By way of Christopher Allen, I got to meet John Buckman here at SXSW. John founded Lyris, a company whose hosted email list services I have used on behalf of clients. Although I prefer RSS to email as a direct marketing tool, the latter isn't going away anytime soon. So it's been a pleasure to rely on Lyris, a service that runs with impeccable integrity. John's new venture is Magnatune, an online record label I discovered a few months back whose endearing motto is "We are not evil." Equally endearing is this snippet from Magnatune's purchase page:
How much do you want to pay?
(50% goes directly to the artist, so please be generous)
Interestingly, when given a choice (and the assurance that artists will be properly rewarded), users sometimes choose to pay more than the suggested amount.
I got to wondering how Magnatune and Webjay might work together. Webjay is Lucas Gonze's idea, a site whose tagline is "Listener-created radio." Nothing prevents me from extracting an MP3 URL from a Magnatune playlist and including it in a playlist that I publish on Webjay. But is this fair to Magnatune? The interstitial ads that Magnatune uses are included in their playlists, but not embedded in the individual MP3s.

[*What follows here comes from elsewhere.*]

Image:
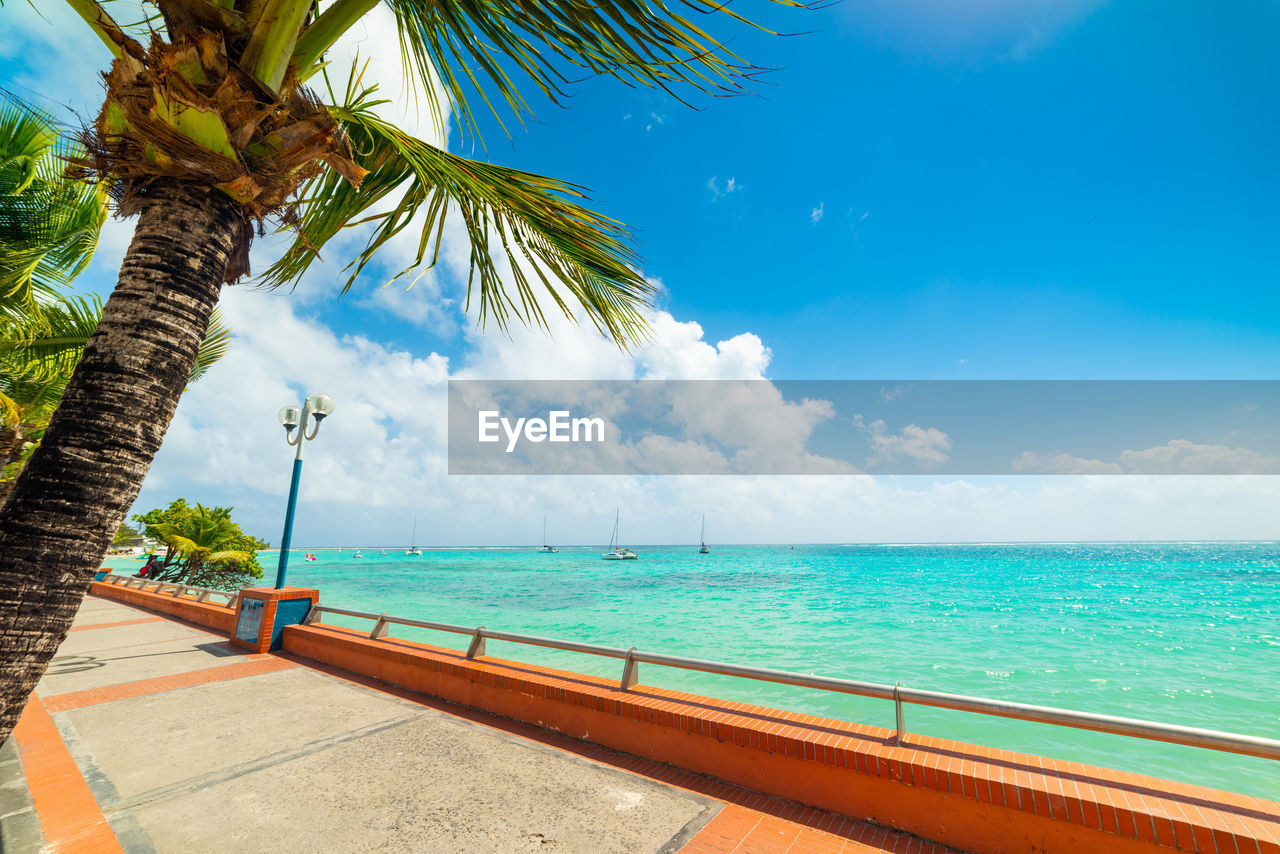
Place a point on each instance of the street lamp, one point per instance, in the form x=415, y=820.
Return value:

I asked Lucas and John (via email) to consider what would be the fair and right way to contextualize a Magnatune MP3 in a Webjay playlist. And just as I sent that message, Chris Allen -- who works with Magnatune (along with a bunch of other interesting ventures) -- sat down with me, here in the hallway at SXSW, to clarify his take on the matter. The 128kbps MP3 streams served up by Magnatune are made available under a Creative Commons Attribution-NonCommercial-ShareAlike license. So according to Chris, it's perfectly kosher to include them in playlists that you publish. The idea, says Chris, is that the ID3 tags embedded in the MP3s are sufficient to let listeners find out about Magnatune and its purchasing and licensing options.
So I did the experiment, and it was a complete failure. None of the players on my PowerBook -- not iTunes, not RealPlayer, not QuickTime -- presented this metadata. That's hardly surprising. The various media players are, collectively, a train wreck. Publishing Web content that works in a standard and reliable way, in any browser, is a walk in the park compared to publishing AV content that works in a standard and reliable way in any media player.
We can't blame the problem on the record labels. It's the computer industry that gave us this fragmented and broken media platform. Now, suddenly, there's an explosion of content that can legally be ripped, mixed, burned, and blogged. The RIAA isn't the problem here. We need to find our way out of the QuickTime/Real/WinMedia/Flash fireswamp.